Agreed. This is a change that’s fine to include when editing related (and new) code, but doesn’t come close to warranting a wide scale change. On 9 May 2025, at 18:32, Blake Eggleston <bl...@ultrablake.com> wrote:
This seems like a cool feature that will be useful in future development work, but not something we should be proactively refactoring the project to make use of.
On Fri, May 9, 2025, at 10:18 AM, Vivekanand Koya wrote: I would say that https://openjdk.org/jeps/394 (instanceOf) aims to
provide safer and less poisoning in the code by default.
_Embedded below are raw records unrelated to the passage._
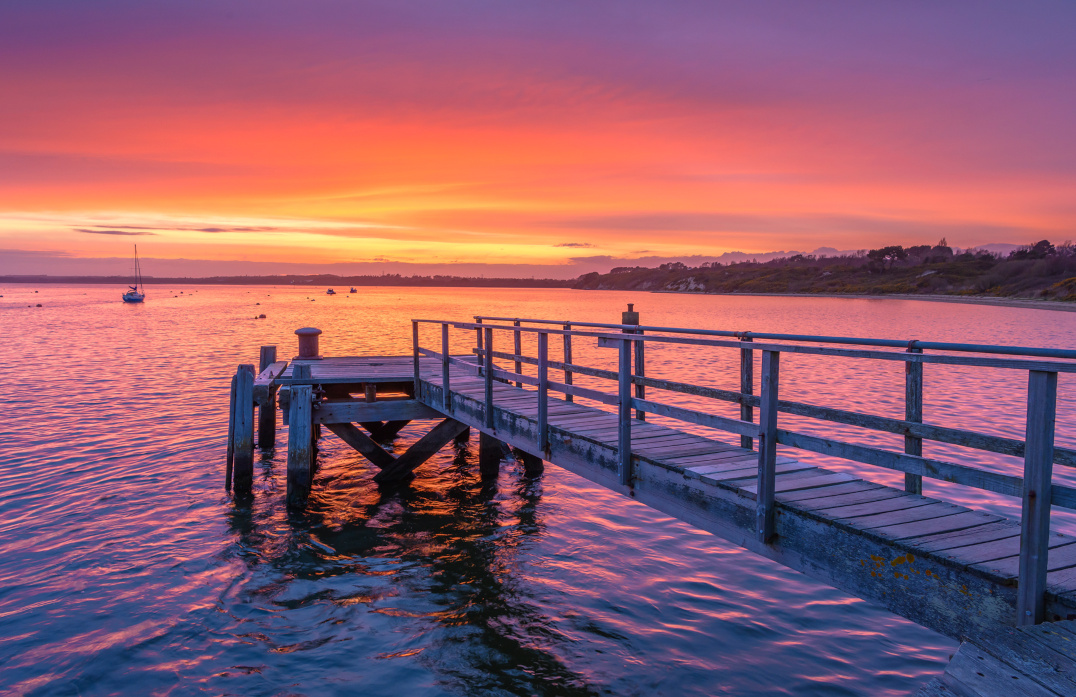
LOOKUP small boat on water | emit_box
[123,244,145,302]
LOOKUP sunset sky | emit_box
[0,0,1076,278]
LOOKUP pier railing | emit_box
[412,316,1076,624]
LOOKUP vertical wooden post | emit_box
[231,365,254,493]
[475,317,485,375]
[478,430,505,479]
[224,375,236,490]
[411,321,421,399]
[484,328,493,428]
[1016,370,1058,626]
[538,331,549,456]
[258,346,277,450]
[740,331,754,450]
[441,323,452,414]
[904,344,923,494]
[617,339,632,486]
[755,351,781,542]
[287,380,314,506]
[512,319,523,387]
[564,322,575,401]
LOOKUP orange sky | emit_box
[0,0,1076,275]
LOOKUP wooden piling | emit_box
[904,346,923,494]
[478,430,505,479]
[740,337,754,450]
[1016,370,1058,625]
[755,351,781,542]
[258,346,277,450]
[231,365,254,493]
[287,382,314,506]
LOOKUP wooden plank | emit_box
[373,418,467,484]
[325,423,396,470]
[916,521,1020,552]
[870,511,1002,540]
[942,643,1058,697]
[1017,370,1058,625]
[287,385,314,506]
[314,399,444,424]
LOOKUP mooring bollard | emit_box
[294,327,322,360]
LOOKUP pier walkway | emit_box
[222,313,1076,694]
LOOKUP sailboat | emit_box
[124,244,145,302]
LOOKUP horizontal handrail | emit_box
[475,315,1076,359]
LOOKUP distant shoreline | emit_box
[645,288,1076,312]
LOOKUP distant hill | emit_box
[574,240,1076,301]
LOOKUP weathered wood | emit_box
[325,423,396,469]
[231,365,254,493]
[478,431,504,479]
[904,346,923,494]
[563,322,575,402]
[287,385,314,506]
[373,418,467,484]
[740,338,754,450]
[485,329,493,428]
[755,351,781,544]
[512,319,525,387]
[224,375,236,492]
[617,339,632,485]
[1017,370,1058,625]
[538,332,549,453]
[441,324,452,414]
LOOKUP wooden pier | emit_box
[227,312,1076,694]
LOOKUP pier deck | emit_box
[227,312,1076,695]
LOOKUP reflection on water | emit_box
[0,286,1076,695]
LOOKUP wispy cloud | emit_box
[75,228,157,237]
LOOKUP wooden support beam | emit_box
[224,375,236,492]
[478,431,505,479]
[564,322,575,402]
[325,423,396,469]
[372,418,467,484]
[370,418,411,442]
[258,346,277,450]
[617,339,632,485]
[231,365,254,493]
[740,337,754,450]
[513,449,546,476]
[755,351,781,543]
[904,346,923,495]
[287,385,314,506]
[1016,370,1058,625]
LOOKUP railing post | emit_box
[411,319,420,399]
[538,331,549,456]
[904,342,923,494]
[564,322,575,401]
[484,329,493,429]
[441,322,452,414]
[740,331,754,450]
[1016,370,1058,626]
[512,319,523,387]
[617,339,632,486]
[755,351,781,542]
[475,317,485,376]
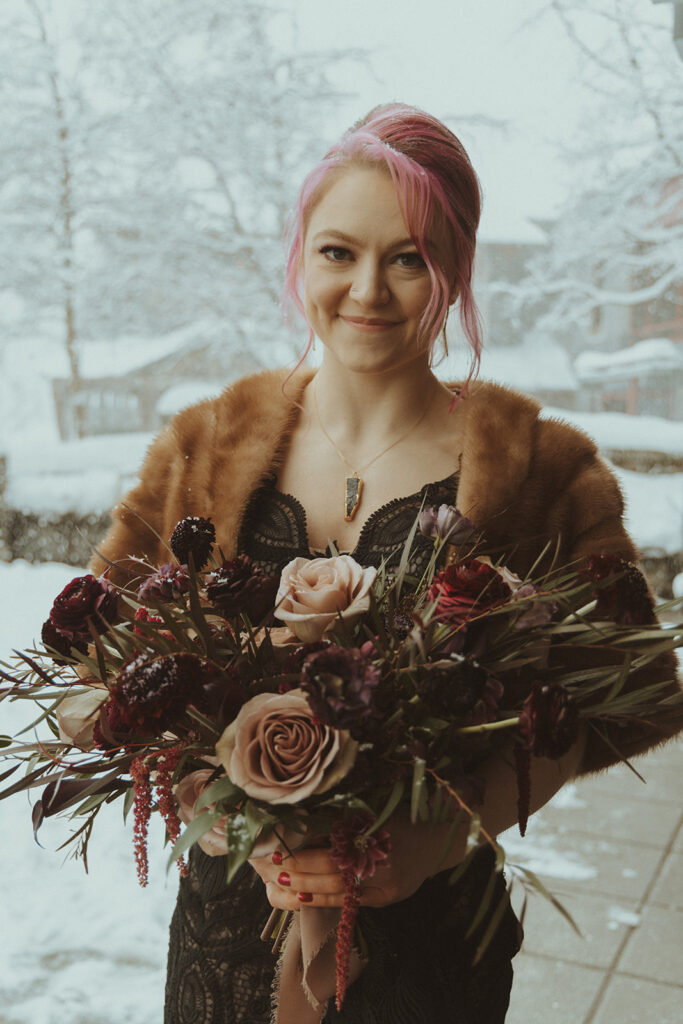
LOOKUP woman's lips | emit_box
[339,313,401,334]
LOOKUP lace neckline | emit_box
[266,470,458,558]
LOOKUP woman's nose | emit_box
[350,259,389,307]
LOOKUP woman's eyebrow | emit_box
[313,227,415,249]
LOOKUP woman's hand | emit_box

Instead of
having a production server halt/impaired due to a RuntimeException, instead it is verified at compile time. If a new language feature makes code more robust and addresses a hazardous, historical design choice, I believe it's time has arrived. Curious to see what everyone thinks.
Thanks, Vivekanand K.
I would like to refactor the codebase (Trunk 5+) to eliminate unsafe explicit casting with instanceOf.
We have a rich history of broad sweeping refactors dying on the rocks of the community's aversion to instability and risk w/out a concrete outcome we're trying to achieve. :)
All of which is to say: do we have examples of instanceOf casting blowing things up for users that would warrant going through the codebase to tidy this up? Between src/java and test/unit and test/distributed we have around 2,000 occurrences of this pattern.
On Fri, May 9, 2025, at 10:14 AM, Vivekanand Koya wrote: Sounds great. I would like to refactor the codebase (Trunk 5+) to eliminate unsafe explicit casting with instanceOf.
Thanks, Vivekanand
Yep, that approach seems more than sufficient to me. No need for lots of ceremony, but good to keep everyone in the decision loop.
I think it doesn’t cost us much to briefly discuss new language features before using them.
I had that thought as well but on balance my intuition was there were enough new features that the volume of discussion to do that would be a poor cost/benefit compared to the "lazy consensus, revert" approach.
So if I actually do the work required to have an opinion ;):
JDK21: JDK17: JDK16: JDK15: JDK14: JDK11:
Assuming we just lazily evaluate and deal with new features as people actually care about them and seeing them add value, a simple "[DISCUSS] I'm thinking about using new language feature X; any objection?" lazy consensus that we then dumped onto a wiki article / code style page as "stuff we're good to use" would probably be fine?
On Fri, May 9, 2025, at 7:58 AM, Benedict wrote:
I think it doesn’t cost us much to briefly discuss new language features before using them. Lambdas, Streams and var all have problems - and even with the guidance we publish some are still misused.
The flow scoping improvement to instanceof seems obviously good though. For new feature work on trunk, targeting the highest supported language level featureset (jdk17 right now, jdk21 within the next couple of weeks) makes sense to me. For bugfixing, targeting the oldest supported GA branch and the highest language level that works there would allow maximum flexibility with minimal re-implementation.
If anyone has any misgivings with certain features (i.e. the debate around usage of "var") they can bring it up on the dev ML and we can adjust, but otherwise I'd prefer to see us have more modern evolving options on how contributors engage rather than less.
On Fri, May 9, 2025, at 1:56 AM, Vivekanand Koya wrote: Hello,
I want to understand the community's thoughts on using newer features (post JDK11) in upcoming releases in Cassandra. An example is flow scoping instead of explicitly casting types with instanceOf: https://openjdk.org/jeps/395. I want your thoughts on JDK requirements for the main Cassandra repository, Accord, and Sidecar.
Much appreciated. Thanks, Vivekanand K.